EXCLUSIVE: Flint to manage Blears campaign
As speculation mounts that Hazel Blears is about to announce she is joining the Labour Deputy Leadership race I have it on good authority that her Campaign Manager will be Public Health Minister Caroline Flint MP.
Having one of Labour's acknowledged ministerial rising stars - in fact someone who had themselves been speculated about by an anonymous MP on politicalbetting.com as a potential DL contender - running Hazel's campaign sends some very good messages about the strength of her bid.
14 Comments:
Are you joking Luke? Caroline Flint? Not a heavyweight. She'd be better off having you manage her campaign mate.
9:08 am, February 22, 2007
Henry,
anyone who chaired the NOLS Conference in Hull in 1984 when Militant stormed the stage is a heavyweight in my book.
9:56 am, February 22, 2007
Is Blears' entry in the race going to kill Harriet's chances to get on the ballot paper?
12:54 pm, February 22, 2007
"Andrea said...
Is Blears' entry in the race going to kill Harriet's chances to get on the ballot paper?"
Let's hope so, Andrea, let's hope so!
4:51 pm, February 22, 2007
I welcome Hazel Blears' entry into the contest. She is a competent, likeable and savvy MP and Minister. But she is not going to win - you know it, I know it and the majority of Labour members know it. So why stand?
PS - I was at the conference in Hull in 1984 - nobody 'chaired' anything, it was complete bedlam!
10:07 pm, February 22, 2007
Chairing a student conference isn't heavyweight. By the way Luke as a fellow enemy of Militant have you seen the drama GBH? It totally skipped by me at the time but I'm gripped by it. I think new members who have joined a post-militant Labour Party should watch it to see what we were up against and how outrageous that the Bennites actually defended these people.
10:15 pm, February 22, 2007
As a current Nolsie all I'll add to this thread is this: thank fuck Nols Conference hasn't been in Hull recently.
10:26 pm, February 22, 2007
Yes I have seen GBH first time round.
Mike - by what great insight are you able to predict Hazel won't win? There hasn't been any meaningful polling yet of members or trade unionists. I think she, AJ and Cruddas are the most likely to get nominated. I have no idea what the final result will be, but people should vote for who they believe in rather than trying to second guess & vote tactically - it's not first past - it's transferable voting - so there are no "wasted votes".
8:07 am, February 23, 2007
Luke - likewise I am not sure how you can infer that AJ, Cruddas and Blears are likely to get nominated. As I said, I welcome Hazel Blears but I just don't think she has any chance of winning (nor do, I think, does she) - of course you and others should vote for who you want but... where will your second preference be going?

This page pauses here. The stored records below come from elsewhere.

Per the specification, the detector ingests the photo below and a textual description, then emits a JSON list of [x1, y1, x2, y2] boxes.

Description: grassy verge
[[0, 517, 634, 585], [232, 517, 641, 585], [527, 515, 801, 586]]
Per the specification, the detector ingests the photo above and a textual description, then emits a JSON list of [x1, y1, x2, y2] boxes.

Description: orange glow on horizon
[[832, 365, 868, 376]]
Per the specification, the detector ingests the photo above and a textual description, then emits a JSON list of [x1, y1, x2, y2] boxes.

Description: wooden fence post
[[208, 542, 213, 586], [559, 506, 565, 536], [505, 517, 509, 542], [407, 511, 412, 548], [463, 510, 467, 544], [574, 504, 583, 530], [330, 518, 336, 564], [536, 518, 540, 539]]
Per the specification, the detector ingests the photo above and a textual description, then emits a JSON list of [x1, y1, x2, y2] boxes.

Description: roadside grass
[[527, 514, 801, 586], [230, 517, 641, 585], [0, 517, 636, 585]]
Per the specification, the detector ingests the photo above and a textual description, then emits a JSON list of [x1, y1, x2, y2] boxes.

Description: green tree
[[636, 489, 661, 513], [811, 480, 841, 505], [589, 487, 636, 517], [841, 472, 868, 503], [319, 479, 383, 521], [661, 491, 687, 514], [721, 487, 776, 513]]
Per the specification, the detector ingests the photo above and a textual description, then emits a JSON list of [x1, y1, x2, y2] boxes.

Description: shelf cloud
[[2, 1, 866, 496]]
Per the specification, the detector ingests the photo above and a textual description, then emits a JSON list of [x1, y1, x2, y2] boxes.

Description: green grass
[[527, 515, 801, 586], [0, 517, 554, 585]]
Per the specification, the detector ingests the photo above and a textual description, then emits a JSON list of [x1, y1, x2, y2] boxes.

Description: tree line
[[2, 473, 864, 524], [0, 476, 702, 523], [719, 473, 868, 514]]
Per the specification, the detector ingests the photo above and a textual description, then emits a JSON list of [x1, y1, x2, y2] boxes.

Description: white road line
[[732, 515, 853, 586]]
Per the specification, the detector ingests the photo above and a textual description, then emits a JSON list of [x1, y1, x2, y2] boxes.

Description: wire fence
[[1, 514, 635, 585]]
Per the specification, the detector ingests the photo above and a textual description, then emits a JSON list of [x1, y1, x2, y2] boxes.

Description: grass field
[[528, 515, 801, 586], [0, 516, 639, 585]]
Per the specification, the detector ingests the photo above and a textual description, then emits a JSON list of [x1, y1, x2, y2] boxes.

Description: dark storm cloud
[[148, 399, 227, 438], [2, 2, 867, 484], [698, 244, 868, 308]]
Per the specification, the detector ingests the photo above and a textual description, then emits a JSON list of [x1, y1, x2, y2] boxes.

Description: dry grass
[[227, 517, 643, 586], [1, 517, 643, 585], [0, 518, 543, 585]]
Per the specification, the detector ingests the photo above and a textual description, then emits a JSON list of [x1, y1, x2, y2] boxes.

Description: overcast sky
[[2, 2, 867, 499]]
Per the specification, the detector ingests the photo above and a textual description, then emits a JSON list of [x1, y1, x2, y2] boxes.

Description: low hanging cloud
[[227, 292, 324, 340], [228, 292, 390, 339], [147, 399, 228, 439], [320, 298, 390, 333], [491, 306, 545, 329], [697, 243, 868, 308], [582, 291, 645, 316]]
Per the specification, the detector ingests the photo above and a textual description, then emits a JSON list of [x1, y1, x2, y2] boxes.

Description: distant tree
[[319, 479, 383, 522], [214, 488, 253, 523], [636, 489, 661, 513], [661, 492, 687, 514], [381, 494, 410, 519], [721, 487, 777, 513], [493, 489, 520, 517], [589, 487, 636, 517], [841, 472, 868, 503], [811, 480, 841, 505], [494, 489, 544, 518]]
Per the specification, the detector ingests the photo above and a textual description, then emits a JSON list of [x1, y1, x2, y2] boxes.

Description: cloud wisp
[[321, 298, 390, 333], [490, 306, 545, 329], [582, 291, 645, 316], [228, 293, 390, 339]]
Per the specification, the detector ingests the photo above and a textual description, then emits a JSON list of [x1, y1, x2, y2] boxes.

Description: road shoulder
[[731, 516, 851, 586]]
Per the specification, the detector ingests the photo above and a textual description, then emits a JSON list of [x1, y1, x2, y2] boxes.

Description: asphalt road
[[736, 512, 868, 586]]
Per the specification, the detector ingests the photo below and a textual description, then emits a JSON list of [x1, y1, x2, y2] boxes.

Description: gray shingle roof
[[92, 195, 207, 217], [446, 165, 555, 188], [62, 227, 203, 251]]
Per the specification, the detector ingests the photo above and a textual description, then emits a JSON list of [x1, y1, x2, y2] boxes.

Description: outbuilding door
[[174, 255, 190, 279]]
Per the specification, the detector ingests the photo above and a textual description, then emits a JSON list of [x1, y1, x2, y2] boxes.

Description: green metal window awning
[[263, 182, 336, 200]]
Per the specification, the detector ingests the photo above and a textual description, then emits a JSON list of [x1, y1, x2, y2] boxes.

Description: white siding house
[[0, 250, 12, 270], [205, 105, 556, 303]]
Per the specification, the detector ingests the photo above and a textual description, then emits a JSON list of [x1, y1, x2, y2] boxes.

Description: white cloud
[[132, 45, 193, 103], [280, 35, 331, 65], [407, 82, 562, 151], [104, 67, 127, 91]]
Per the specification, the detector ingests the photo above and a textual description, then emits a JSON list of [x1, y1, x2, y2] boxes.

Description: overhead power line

8:41 am, February 23, 2007
Probable order of transfers for me is 2 - Johnson, 3- Benn, 4- Cruddas.
8:45 am, February 23, 2007
Hazel blears would make an excellent Deputy Leader. She is passionate, worked hard in the north west for her constituency and is full of ideas.
10:37 am, February 23, 2007
Why is that anonymous Nolsie? Are Hull problematic these days?
3:06 pm, February 24, 2007
First time I met Luke was at a NOLS conference in Hull, I think...
There were some perfectly decent people in Militant, and some very nasty ones. There aren't many political groupings I couldn't say the same about. As for their politics... well it never particularly grabbed me, but I'm not sure I was the intended audience. Kind of community-trotskyism, a mixture of doctrine, sloganeering and making-it-up-as-you-go-along... I'd much rather have them back around, delivering us supporters and voters, than some of the groupings that have slipped into the vacuum that sort of politics has left behind.
As for Bennites defending them: the way the witchhunts against suspected Militants was conducted was a disgrace; transferring the NEC into a Kangaroo Court. Shutting down the party's youth wing and expelling so many people that you even got to MPs was organised lunacy. The barking declarations from many of our leaders allowed the myth that the party was rife with trotskyism to take hold in the media, and the lazy lumping-together of the left as 'trots' made sure that editors never got tired of 'reds under the bed' headlines. Utter madness.
3:22 pm, February 24, 2007
I too was at the NOLS conference at Hull in 1984 and it was seeing people like Mann, Moore and Flint in action that made me realise that the Democratic Left was neither Left nor Democratic - just a shame that they and their ilk have made careers out of grinding the Labour Party towards the moral bankruptcy it now wallows in.